L’attività di Piersanti era considerata «assai pericolosa» dagli ambienti mafiosi
I giudici nelle sentenze che si sono susseguite negli anni nei processi sugli omicidi politici scrissero che l’attività dell’ex presidente della Regione siciliana Piersanti Mattarella, «appariva assai pericolosa» per gli ambienti mafiosi, «in quanto ispirata a una genuina politica di rinnovamento, anche in virtù del controllo che aveva cominciato ad esercitare nei confronti del Comune» di Palermo. «Fra le iniziative più innovative e rischiose adottate da Piersanti Mattarella vi era stata l’acquisizione dell’elenco dei funzionari regionali nominati collaudatori di opere pubbliche, che gli consentiva di verificare quali gruppi controllassero la materia dei pubblici appalti e di intervenire di conseguenza nel modo più efficace al fine di renderli trasparenti», si legge nella sentenza sulla strage di Bologna, nel capitolo relativo all’omicidio del presidente «dalle carte in regola». Con l’avvento di Piersanti Mattarella alla presidenza della Regione siciliana, scrivono i giudici, «per la prima volta gli interessi affaristico-mafiosi, che col tempo si erano consolidati in seno al potere politico in sede comunale e regionale, erano stati messi in discussione (ed erano a rischio), e proprio a opera di un esponente della Democrazia Cristiana, il partito che fino ad allora aveva detenuto il potere in Sicilia in forma indiscussa e aveva assicurato alla mafia, in un regime di sostanziale egemonia, la gestione di tutti i più importanti affari della vita economica siciliana, a cominciare dagli appalti delle opere pubbliche». In questo contesto, «la assoluta indisponibilità di Mattarella a qualsiasi tipo di compromesso poneva a repentaglio quegli equilibri tra le amministrazioni pubbliche e gli interessi mafiosi che attraverso altri soggetti era stato ormai da tempo possibile creare e mantenere».

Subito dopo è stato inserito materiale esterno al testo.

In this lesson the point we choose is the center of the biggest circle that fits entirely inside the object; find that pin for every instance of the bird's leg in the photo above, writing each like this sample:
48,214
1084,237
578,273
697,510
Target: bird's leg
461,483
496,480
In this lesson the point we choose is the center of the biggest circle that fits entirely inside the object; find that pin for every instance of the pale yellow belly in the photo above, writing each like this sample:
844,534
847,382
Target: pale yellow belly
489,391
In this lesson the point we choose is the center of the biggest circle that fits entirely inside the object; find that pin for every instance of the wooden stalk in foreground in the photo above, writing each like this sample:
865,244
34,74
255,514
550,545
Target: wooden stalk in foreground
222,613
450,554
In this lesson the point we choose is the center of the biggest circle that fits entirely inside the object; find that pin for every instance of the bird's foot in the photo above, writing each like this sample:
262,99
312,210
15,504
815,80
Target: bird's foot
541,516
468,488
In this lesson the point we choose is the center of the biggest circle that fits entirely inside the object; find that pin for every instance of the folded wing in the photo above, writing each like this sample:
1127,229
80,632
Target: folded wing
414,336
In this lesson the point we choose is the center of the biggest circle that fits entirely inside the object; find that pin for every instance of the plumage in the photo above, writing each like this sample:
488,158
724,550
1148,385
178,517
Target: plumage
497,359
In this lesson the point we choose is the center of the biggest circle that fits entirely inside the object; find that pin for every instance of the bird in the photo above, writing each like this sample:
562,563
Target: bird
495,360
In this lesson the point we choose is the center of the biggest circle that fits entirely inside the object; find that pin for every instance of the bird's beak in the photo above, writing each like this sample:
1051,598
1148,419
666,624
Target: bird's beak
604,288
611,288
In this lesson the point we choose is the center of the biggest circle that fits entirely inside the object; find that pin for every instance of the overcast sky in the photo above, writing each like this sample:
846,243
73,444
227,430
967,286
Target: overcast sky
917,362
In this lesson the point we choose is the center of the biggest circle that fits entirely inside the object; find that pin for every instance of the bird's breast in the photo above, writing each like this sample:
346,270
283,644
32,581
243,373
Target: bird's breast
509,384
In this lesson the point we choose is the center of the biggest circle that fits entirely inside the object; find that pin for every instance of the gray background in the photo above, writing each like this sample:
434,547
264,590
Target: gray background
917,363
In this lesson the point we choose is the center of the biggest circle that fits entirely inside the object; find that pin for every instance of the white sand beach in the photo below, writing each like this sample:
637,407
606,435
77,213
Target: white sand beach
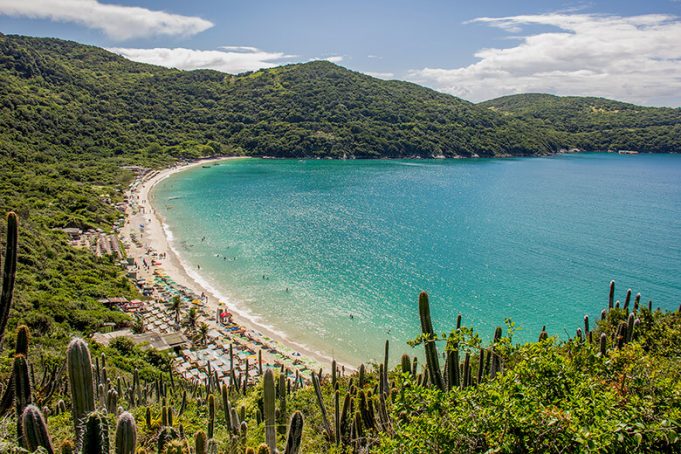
276,349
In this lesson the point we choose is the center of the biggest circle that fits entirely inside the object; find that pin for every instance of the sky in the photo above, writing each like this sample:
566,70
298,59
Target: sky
477,50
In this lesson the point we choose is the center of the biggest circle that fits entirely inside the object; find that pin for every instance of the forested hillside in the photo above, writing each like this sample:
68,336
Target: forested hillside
596,123
72,115
82,98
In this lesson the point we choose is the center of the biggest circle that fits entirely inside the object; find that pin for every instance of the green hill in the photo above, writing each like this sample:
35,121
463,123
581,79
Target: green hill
80,97
596,123
71,116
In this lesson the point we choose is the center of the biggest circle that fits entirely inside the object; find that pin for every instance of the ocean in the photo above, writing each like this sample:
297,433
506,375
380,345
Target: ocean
333,254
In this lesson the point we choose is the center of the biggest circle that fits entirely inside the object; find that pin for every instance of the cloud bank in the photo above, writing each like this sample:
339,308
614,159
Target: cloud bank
229,59
116,21
637,59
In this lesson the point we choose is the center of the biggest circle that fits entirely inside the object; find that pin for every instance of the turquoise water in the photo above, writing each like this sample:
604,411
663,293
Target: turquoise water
536,240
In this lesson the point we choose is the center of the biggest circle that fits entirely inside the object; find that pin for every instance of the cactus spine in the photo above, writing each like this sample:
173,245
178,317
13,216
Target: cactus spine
320,401
95,434
35,430
22,392
295,433
126,434
79,365
8,271
431,349
211,415
200,441
268,408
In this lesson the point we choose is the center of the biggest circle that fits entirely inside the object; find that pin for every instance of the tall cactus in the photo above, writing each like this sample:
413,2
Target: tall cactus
22,392
227,408
282,402
35,430
126,434
23,339
211,416
8,271
322,407
79,365
268,408
95,434
295,433
431,349
200,441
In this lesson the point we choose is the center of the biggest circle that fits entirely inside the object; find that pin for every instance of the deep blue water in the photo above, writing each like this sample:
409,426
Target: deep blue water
537,240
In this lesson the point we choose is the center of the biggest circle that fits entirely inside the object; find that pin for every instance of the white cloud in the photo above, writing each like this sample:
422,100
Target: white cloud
636,58
116,21
379,75
238,59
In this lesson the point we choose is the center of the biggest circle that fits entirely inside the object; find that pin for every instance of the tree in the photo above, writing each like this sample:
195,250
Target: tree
191,319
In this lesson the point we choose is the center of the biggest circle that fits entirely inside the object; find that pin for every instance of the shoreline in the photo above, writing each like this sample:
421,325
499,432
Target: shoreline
156,237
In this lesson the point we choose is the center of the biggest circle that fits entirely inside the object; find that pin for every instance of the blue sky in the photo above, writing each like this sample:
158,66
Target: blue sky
476,50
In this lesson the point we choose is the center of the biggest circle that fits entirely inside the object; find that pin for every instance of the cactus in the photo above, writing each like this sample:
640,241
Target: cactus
23,339
586,325
295,433
165,436
212,446
211,415
481,365
406,364
630,327
320,401
334,369
22,392
67,447
8,271
452,369
177,446
384,375
268,409
336,413
126,434
95,434
35,430
79,366
227,408
200,441
429,340
282,402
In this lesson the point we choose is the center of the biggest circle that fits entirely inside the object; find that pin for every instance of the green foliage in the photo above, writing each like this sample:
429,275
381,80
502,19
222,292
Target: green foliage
595,123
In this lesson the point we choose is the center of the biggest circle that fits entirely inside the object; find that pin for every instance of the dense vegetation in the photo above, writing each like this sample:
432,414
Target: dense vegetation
71,116
69,95
613,387
596,123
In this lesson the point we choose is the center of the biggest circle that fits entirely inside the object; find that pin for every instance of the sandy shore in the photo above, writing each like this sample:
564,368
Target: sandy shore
154,237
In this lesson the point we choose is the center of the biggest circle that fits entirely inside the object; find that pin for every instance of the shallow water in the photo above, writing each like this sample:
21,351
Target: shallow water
304,244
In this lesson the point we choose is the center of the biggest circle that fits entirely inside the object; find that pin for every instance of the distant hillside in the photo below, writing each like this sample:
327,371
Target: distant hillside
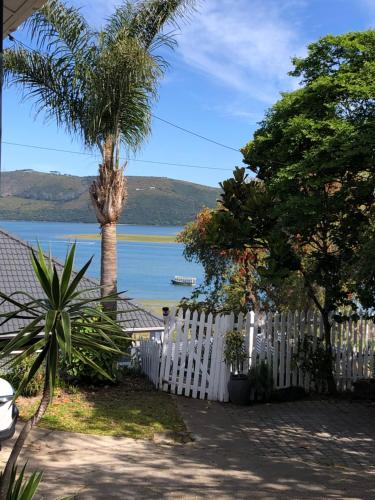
30,195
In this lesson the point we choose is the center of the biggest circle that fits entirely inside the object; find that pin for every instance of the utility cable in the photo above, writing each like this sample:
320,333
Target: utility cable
183,129
57,150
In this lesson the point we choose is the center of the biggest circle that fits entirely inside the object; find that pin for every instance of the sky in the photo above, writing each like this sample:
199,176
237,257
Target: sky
230,66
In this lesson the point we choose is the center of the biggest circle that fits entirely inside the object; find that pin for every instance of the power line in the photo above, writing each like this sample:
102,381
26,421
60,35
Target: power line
183,129
57,150
195,134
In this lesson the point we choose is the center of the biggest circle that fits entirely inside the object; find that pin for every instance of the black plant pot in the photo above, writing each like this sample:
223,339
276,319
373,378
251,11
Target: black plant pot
239,389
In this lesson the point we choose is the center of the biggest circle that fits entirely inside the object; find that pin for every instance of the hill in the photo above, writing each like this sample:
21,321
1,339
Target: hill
31,195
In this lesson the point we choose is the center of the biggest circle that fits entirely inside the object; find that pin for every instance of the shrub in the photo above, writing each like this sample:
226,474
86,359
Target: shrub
85,373
234,350
261,381
16,374
22,488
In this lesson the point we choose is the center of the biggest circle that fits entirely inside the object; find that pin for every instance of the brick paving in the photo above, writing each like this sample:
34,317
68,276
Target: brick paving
328,432
307,449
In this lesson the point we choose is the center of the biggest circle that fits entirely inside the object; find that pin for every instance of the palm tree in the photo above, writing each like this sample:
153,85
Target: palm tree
66,322
99,85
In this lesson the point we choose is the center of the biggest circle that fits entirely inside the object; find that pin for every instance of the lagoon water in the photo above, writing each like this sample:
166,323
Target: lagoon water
144,269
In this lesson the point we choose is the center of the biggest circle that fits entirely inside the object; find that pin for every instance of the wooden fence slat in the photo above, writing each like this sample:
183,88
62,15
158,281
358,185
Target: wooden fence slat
301,336
295,334
282,350
224,369
206,357
190,361
275,357
190,352
176,351
198,356
360,348
181,380
288,349
213,365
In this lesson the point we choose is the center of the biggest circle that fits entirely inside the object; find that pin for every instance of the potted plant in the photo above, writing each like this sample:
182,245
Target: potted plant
261,382
234,356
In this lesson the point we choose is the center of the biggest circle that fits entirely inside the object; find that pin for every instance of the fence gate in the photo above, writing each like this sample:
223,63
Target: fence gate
189,359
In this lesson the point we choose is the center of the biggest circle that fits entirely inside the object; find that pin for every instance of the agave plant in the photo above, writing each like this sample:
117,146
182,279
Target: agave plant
21,488
68,320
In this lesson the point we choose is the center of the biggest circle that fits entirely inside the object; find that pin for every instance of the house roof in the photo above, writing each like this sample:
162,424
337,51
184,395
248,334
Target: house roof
17,274
15,12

Le trame della cupola di Cosa Nostra
Quello di Mattarella, presidente rinnovatore, è annoverato tra i delitti politici di Palermo insieme a quelli del segretario provinciale della Dc Michele Reina e del segretario regionale del partito comunista Pio La Torre. Delitti che secondo i processi fin qui svolti – nel caso di Piersanti Mattarella sono stati condannati come mandanti i boss della cupola di Cosa nostra – hanno come causale l’impegno verso una “pulizia” all’interno dell’amministrazione pubblica, da parte delle vittime con lo svelamento della ragnatela politico-affaristica- mafiosa. Uno degli uomini, in Sicilia, che aveva un forte interesse a che ciò non avvenisse era Vito Ciancimino, corleonese esponente democristiano ed ex sindaco di Palermo condannato a 8 anni per mafia e corruzione, morto nel 2002. «Ciancimino è nelle mani dei corleonesi», disse Tommaso Buscetta, e due ex sindaci Elda Pucci e Giuseppe Insalaco raccontarono alla commissione Antimafia delle loro difficoltà nell’amministrare a causa di Ciancimino, interessato soprattutto ai soldi degli appalti pubblici. L’anno dopo la villa di Pucci saltò in aria e Insalaco venne assassinato. Il collaboratore Francesco di Carlo oltre 15 anni fa aveva rivelato che il mandante degli omicidi Reina e Mattarella era stato proprio don Vito. La procura palermitana avrebbe esaminato con attenzione i reperti giornalistici dell’epoca scoprendo anche la fotografia che ritrae un’automobile considerata di grande interesse investigativo.